After the May 23 results, those who voted dedicatedly for Kanhaiya, found themselves cheated when they learnt that the entire Left vote in neighbouring Bengal had shifted to the BJP

Kanhaiya Kumar and the Left-liberal wonderland
Kanhaiya Kumar

The humiliating defeat of Kanhaiya Kumar in Begusarai in Bihar by a margin of over 4.22 lakh votes, along with the complete shift of Left votes to the BJP in Bengal and the virtual wipeout of Communists in Kerala, indicate how off-the-mark our secular-liberal activists are.  

That Kanhaiya was never in the race in his constituency was a foregone conclusion. As was the imminent wipeout of the Left in Bengal and Kerala - except in the eyes of a section of Delhi-based public opinion makers and intellectuals. 

The Facebook warriors sitting outside the state or even the country pushed a section of people to believe that Kanhaiya was the great Left hope. They wasted their energy in Begusarai, never realising that their support-base in neighbouring Bengal was shifting to the BJP. They did little to prevent this huge shift. 

While some of them were busy spreading a false narrative about the Communists hold in Begusarai, the truth is that the last time the CPI won a Lok Sabha election from this constituency on its own strength was way back in 1967. In 1996, its candidate won, but that victory was largely possible because the CPI contested in alliance with Lalu Prasad, then in power. 

When Leningrad in Russia has been renamed as St Petersburg and the Left completely decimated in Bengal and Tripura, liberal thinkers would have us believe that there actually exists a town named after Lenin in Bihar! 

Reputed writers and columnists, obviously with no idea of Begusarai, went on to expostulate that the CPI candidate got 1.93 lakh votes in 2014 election! That was a fantastic discovery. The truth was that the CPI then contested the election in alliance with Nitish Kumar’s Janata Dal (United). Under the formula, the CPI contested fromBegusarai and Banka and JD (U) in the rest of the 38 seats. So the overwhelming 1.93 lakh votes polled were for Nitish Kumar and not the CPI alone.
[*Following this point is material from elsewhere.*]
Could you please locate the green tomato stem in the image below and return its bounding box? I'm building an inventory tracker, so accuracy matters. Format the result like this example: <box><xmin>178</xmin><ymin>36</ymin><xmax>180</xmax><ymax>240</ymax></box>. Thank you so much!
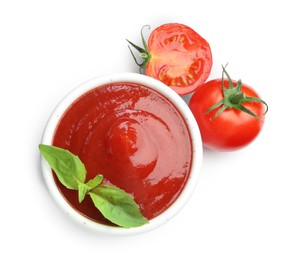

The CPI and CPM, the two main Communist parties, do not have a single MLA in the Bihar assembly. The CPI (ML) has three. The RJD left one seat, Ara, for it.

In the 2015 Bihar assembly election, in which Nitish, Lalu Prasad’s RJD and the Congress fought jointly, the Left did not find any place in the Grand Alliance. 

Even in the 2014 Lok Sabha elections, Nitish Kumar, who had deserted the BJP a year before and was badly in need of an ally, chose to give only two seats to the CPI. The latter agreed willingly.

In contrast, the CPI, as early as December last year, demanded six seats to be a part of the Grand Alliance. They did so despite knowing that there are five other parties in this coalition. 

After the May 23 results, those who voted dedicatedly for Kanhaiya, found themselves cheated when they learnt that the entire Left vote in neighbouring Bengal had shifted to the BJP. 

In Begusarai itself, there were many stories of CPI card-holders working whole-heartedly for Kanhaiya, who finally ended up voting for Giriraj. Many of those who shifted their loyalty at the final moment was from Kanhaiya’s own caste, Bhumihars. The huge margin of defeat is only confirmation of this fact.

A premier English daily had during the election campaign, quoted a young supporter of Kanhaiya as saying that they want him to win from Begusarai and prime minister Narendra Modi from rest of the country so that they can witness a good debate in Parliament. What weird logic! 

The whole Kanhaiya campaign was self-contradictory. Take the case of the statement of well-known lyricist Javed Akhtar, who went on to ask the voters, especially Muslims of Begusarai, to vote for Giriraj and not RJD’s Tanvir Hasan if they did not want to vote for the CPI candidate.

The strangest part of the Kanhaiya campaign was that none of these liberals deemed it fit to address any public meeting for any Grand Alliance candidate in Bihar, although they always claimed that they were spearheading the campaign against the saffron party. 

They did not think it fit to come to Ara were the CPI (ML), also a Left party, was fighting with the support of the grand alliance.